Saya yakin, kita semua pernah mengalami sakit, entah sakit fisik, sakit hati, dan sakit-sakit yang lain. Dalam sakit kita sering mengeluh kepada Tuhan, kenapa kok begini, kenapa kok begitu. Kita sering hanya dapat mengeluh dan protes terhadap Tuhan tanpa mau merenungkan sakit itu dan bersyukur atasnya.

Saat senang dan gembira kita mudah untuk bersukur. Tapi dalam saat-saat susah, rasa syukur itu terasa tidak layak dihaturkan kepada Tuhan. Kita sering tidak mau melihat karya Tuhan dalam sakit itu dan tidak mau mensyukurinya.

Sautau hari saya pernah sariawan. Sariawan ini adalah penyakit sederhana yang paling tidak saya sukai. Saya merasa tersiksa saat saya sariawan karena saya orang yang sanguinis, senang berbicara, dan tidak mau mendengarkan orang lain.

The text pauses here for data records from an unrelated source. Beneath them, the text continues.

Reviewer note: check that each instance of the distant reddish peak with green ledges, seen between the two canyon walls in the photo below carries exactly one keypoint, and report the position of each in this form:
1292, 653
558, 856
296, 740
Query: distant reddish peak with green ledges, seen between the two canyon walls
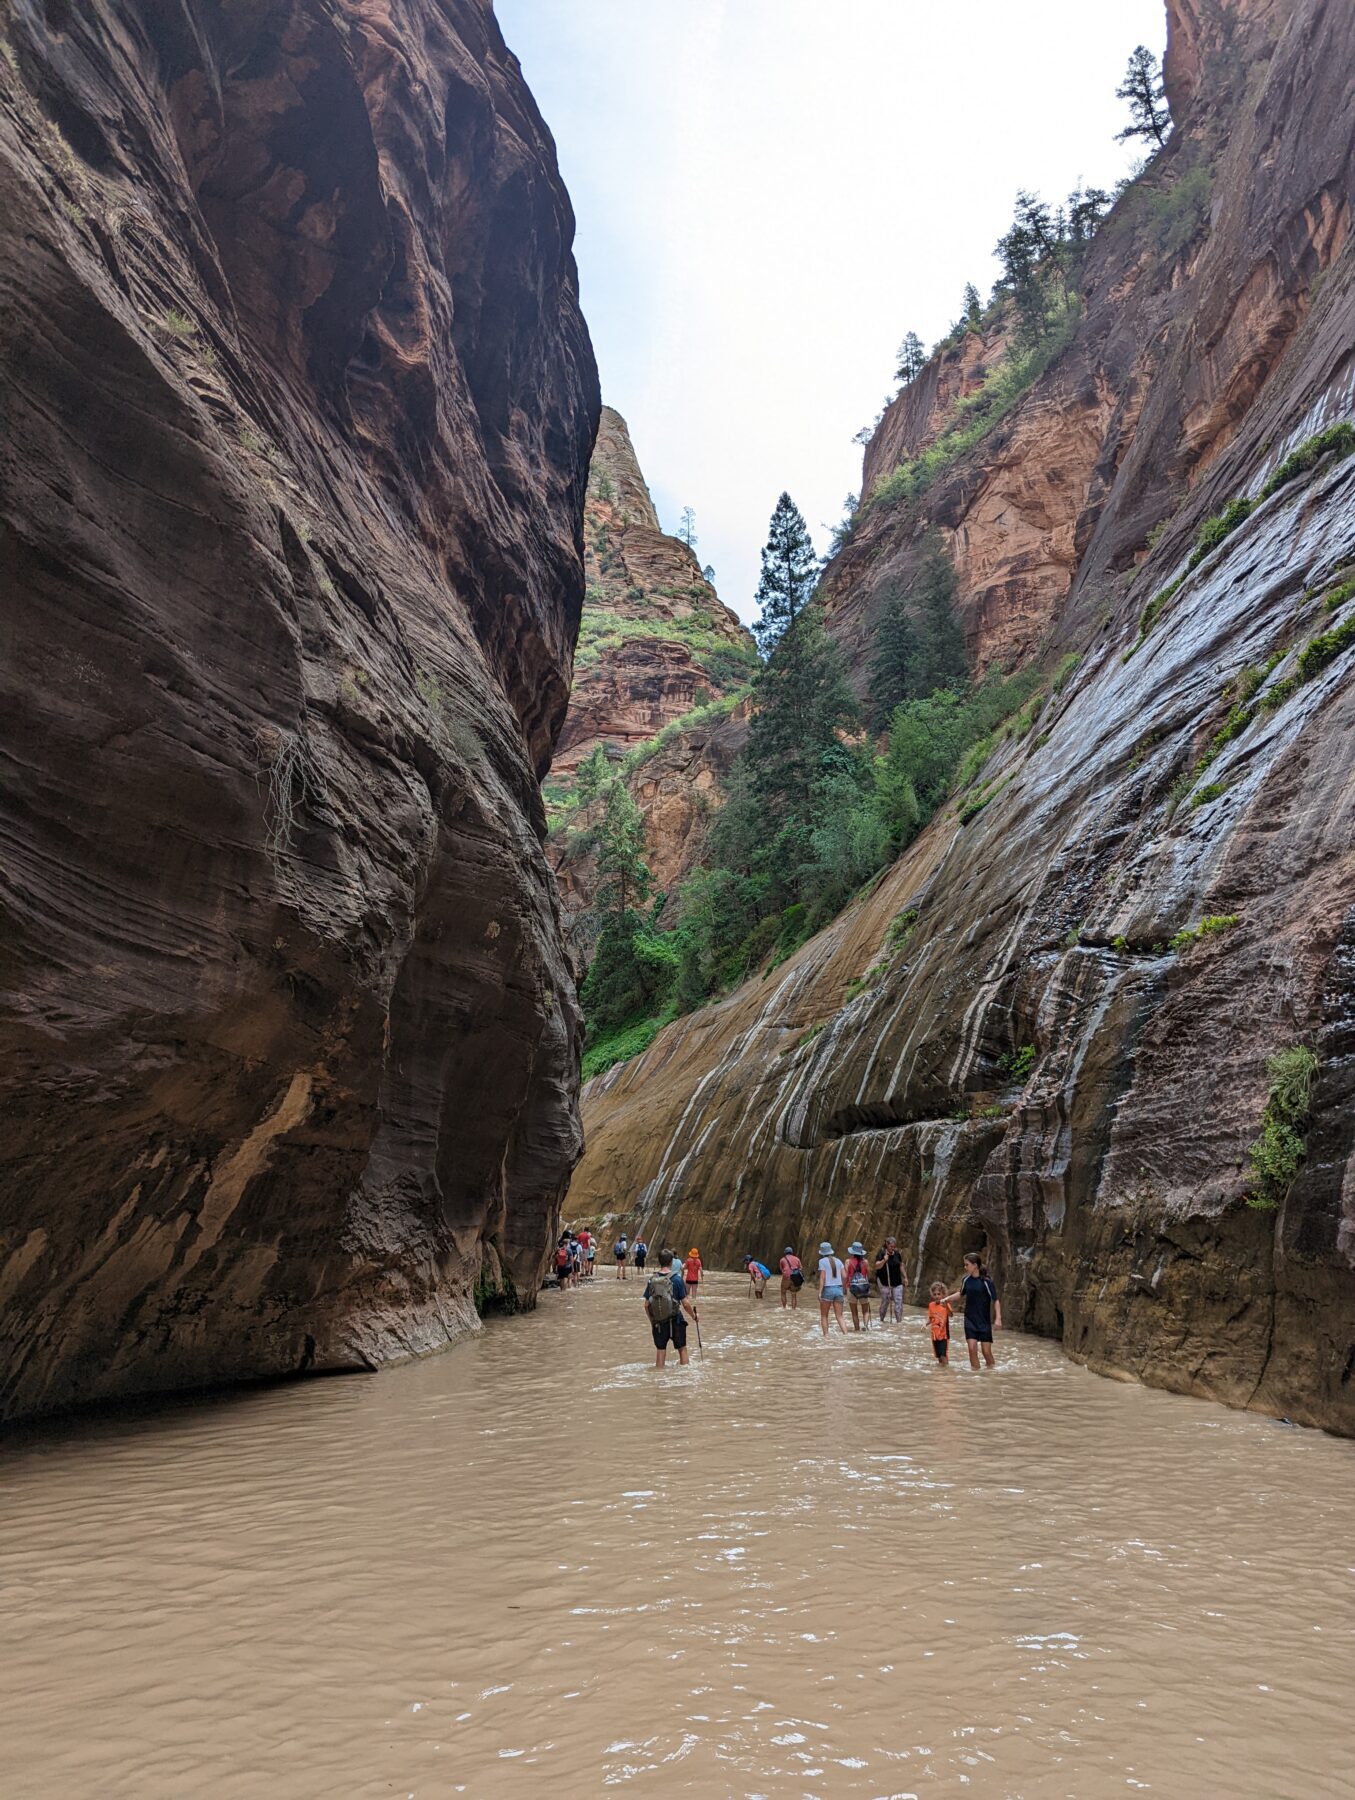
658, 645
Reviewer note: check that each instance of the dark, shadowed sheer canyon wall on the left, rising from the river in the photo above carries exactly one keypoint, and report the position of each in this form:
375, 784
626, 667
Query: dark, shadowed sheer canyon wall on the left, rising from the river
296, 426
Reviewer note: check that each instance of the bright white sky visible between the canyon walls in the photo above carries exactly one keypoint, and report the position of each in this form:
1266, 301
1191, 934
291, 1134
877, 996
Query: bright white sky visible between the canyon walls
771, 193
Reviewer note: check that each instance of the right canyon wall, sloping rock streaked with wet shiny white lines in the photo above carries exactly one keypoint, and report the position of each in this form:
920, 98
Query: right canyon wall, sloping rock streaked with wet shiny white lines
1032, 1065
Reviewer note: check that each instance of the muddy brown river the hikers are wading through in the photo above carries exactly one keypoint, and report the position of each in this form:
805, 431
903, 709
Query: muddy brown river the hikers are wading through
796, 1569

Saat saya bermenung kembali, ternyata lewat sakit yang sangat sederhana itu, Tuhan mau mengajari saya untuk belajar diam dan mendengarkan orang lain. Maka awalnya ada keterpaksaan untuk mendengarkan orang lain berbicara. Tapi sungguh, dari situ saya belajar untuk mendengarkan orang lain. Akhirnya saya bisa belajar bersyukur atas sakit itu, bersyukur atas semua yang Tuhan berikan kepada saya.